The Good Samaritan: an ancient tradition of interpretation


The parable of the good Samaritan presents us with a moral lesson, and the saints who have commented on it do refer to this lesson. However the parable is also remarkable for the way in which the Fathers of the Church consistently understood it as an allegory in which the traveller is the fallen human person, Jericho is the world, Jerusalem is heaven, and the good Samaritan is Our Lord. This kind of interpretation is found in St Irenaeus, Clement of Alexandria, Origen, St Ambrose and St Augustine. 

This line of tradition is such that a scholar like Jean Danielou could suggest that it goes back to the first Christian community. If that is the case, it is probable that it goes back to Our Lord himself, in the “many other things” that Our Lord said. (Jn 21.25) This is why the Fathers of the Church are so important; they preserve for us the apostolic tradition, the lessons which the apostles themselves learned from Christ but are not written down. St Basil, for example, speaks of this tradition in a passage that has become widely cited because of its liturgical significance, but is important apart from any such considerations.
“Of the beliefs and practices whether generally accepted or publicly enjoined which are preserved in the Church some we possess derived from written teaching; others we have received delivered to us in a mystery by the tradition of the apostles; and both of these in relation to true religion have the same force.” (St Basil. On the Holy Spirit. 27)
One of these traditions is facing the East to pray; others are the threefold action at baptism, blessing the water at baptism and blessing the chrism. 

By way of example of the explanation of the parable, St Irenaeus, writing around 180AD says that the Lord showed compassion on the man (all of us) who had been attacked by robbers, bound up his wounds, gave him two denarii which were the image of the Father and the Son, and commended him to the Holy Spirit, represented by the innkeeper. 
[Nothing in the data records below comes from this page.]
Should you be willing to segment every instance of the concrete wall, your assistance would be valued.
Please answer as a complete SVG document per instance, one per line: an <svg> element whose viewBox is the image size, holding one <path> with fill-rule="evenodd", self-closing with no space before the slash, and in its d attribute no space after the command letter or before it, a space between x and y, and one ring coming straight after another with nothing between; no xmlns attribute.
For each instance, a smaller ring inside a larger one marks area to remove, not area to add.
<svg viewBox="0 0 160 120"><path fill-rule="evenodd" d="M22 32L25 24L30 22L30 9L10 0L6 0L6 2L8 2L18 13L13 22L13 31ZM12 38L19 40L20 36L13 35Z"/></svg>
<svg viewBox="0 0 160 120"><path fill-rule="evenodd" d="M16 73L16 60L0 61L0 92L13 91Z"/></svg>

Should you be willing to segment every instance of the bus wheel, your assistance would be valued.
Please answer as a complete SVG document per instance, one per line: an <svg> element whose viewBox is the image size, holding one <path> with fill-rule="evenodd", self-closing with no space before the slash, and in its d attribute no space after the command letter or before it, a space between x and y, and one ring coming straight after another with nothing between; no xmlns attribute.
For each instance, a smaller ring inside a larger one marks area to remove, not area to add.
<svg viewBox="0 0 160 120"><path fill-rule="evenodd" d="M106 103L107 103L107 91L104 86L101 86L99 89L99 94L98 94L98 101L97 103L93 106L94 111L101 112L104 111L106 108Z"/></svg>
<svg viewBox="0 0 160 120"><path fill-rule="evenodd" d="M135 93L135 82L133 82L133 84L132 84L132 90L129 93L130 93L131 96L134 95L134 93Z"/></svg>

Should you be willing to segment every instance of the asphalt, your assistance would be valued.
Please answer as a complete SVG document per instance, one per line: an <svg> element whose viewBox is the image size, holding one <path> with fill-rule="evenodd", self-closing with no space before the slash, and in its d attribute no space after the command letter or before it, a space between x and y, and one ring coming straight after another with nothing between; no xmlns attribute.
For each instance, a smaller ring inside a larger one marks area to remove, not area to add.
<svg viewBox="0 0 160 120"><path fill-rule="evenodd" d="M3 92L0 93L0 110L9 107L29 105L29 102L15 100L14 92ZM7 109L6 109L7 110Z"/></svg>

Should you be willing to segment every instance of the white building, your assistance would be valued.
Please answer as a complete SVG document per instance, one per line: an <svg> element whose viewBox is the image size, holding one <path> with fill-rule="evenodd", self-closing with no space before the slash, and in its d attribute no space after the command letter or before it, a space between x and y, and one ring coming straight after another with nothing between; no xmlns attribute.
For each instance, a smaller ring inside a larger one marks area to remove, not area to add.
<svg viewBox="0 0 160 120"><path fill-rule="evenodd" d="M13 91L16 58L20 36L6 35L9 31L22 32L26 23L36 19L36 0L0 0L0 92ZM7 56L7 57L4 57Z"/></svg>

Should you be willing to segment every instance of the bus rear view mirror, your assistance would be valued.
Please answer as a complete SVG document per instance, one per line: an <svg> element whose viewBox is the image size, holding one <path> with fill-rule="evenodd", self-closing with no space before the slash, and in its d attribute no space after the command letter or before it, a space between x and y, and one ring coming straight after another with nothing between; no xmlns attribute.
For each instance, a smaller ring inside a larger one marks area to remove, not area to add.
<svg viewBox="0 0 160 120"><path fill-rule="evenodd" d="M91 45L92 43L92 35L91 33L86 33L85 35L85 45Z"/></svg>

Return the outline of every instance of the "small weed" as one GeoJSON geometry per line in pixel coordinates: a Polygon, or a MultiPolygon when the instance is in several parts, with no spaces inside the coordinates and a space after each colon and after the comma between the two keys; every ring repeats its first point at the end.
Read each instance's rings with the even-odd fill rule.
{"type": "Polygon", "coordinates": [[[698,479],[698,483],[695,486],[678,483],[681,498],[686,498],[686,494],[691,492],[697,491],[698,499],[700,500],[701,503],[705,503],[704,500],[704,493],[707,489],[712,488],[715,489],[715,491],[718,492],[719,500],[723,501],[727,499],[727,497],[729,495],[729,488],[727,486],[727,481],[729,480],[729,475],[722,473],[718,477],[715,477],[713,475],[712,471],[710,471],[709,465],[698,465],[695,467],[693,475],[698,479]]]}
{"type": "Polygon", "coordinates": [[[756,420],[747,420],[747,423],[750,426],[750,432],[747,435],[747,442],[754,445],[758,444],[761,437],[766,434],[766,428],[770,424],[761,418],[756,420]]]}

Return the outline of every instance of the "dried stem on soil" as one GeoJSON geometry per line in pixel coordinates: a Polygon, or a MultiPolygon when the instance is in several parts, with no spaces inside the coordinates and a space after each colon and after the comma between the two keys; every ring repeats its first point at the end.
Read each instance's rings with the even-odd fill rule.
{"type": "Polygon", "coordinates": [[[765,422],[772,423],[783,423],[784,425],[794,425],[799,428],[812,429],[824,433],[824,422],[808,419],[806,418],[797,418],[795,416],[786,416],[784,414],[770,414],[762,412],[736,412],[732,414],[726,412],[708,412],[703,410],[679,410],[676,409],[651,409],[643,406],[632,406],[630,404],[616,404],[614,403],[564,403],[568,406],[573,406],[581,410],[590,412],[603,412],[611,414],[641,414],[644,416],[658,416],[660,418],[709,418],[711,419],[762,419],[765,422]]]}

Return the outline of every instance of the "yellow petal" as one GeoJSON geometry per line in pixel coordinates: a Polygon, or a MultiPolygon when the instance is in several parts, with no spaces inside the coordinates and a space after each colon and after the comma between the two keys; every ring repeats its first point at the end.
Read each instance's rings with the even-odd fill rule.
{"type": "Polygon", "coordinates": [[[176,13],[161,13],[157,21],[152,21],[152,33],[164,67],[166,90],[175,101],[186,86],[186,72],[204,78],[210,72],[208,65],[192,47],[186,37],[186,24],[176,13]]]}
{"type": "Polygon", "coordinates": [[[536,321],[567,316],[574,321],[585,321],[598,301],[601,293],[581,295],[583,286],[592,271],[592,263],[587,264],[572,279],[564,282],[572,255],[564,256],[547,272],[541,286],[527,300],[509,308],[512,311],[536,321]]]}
St Irenaeus treats this interpretation as self-evident, from which we can presume that it is already traditional by the mid second century. Clement of Alexandria, writing probably about 20 years later, also sees the Samaritan as Christ, who heals us of our wounds:
"Who else can it be but the Saviour Himself? Or who more than He has pitied us, who by the rulers of darkness were all but put to death with many wounds, fears, lusts, passions, pains, deceits, pleasures? Of these wounds the only physician is Jesus, who cuts out the passions thoroughly by the root - not as the law does the bare effects, the fruits of evil plants, but He applies His axe to the roots of wickedness."
(St Clement of Alexandria. Quis dives salvetur. 29)
St Ambrose (correcting Origen who also commented on the parable) sees the man as Adam who comes down because of sin; he is only attacked because of being in that condition. 

St Augustine then takes up the theme from St Ambrose. He adds the interpretation of the oil and wine as the sacrament of Baptism which remits all our sins, but he says that our weakness remains. This is against the Pelagians who deny the effects of original sin and the weakness which remains after Baptism. So the wounded man, each of us, needs to be looked after in the inn, which signifies the Church. 

St Augustine warns that we should not rejoice as though we are already cured of all our infirmities by Baptism. We need to stay all our lives in the inn, the Church, so that we may be completely completely cared for, and be ready to leave the inn only to enter the Kingdom of Heaven. (St Augustine. Sermo 131.6 ML 38.732) 

 For ourselves, then, the parable of the good Samaritan is not limited to the duty of being kind to the unfortunate and not bearing prejudice against those who are of a different group from us. It does teach these lessons and we ought to observe them, but we should also learn that the parable applies to us personally in our spiritual lives.

We are fallen and wounded by sin. Without Our Lord and the grace of the sacraments, we are left dying by the roadside. Our Lord not only binds up our wounds by the sacraments, he also makes us members of the Church, in which those wounds are not only no longer fatal, but they are also healed by the regular nourishment that we receive through the grace of the sacraments and all the other graces that we receive through the Church.

Following on from the theme of yesterday’s feast of the Immaculate Heart of Mary, we are also in the home of Our Lady when we are brought to the inn. As our Co-Redemptrix, she shares in the work both of rescuing us, and of fostering our lifelong convalescence. Her prayers continue to bring strength to the soul, just as we might suppose the food of the innkeeper’s wife brought strength to the body of the man who was robbed. Our devotion to, and praise of our Blessed Mother bring joy to the heart of Our Lord who is the good Samaritan for each of us.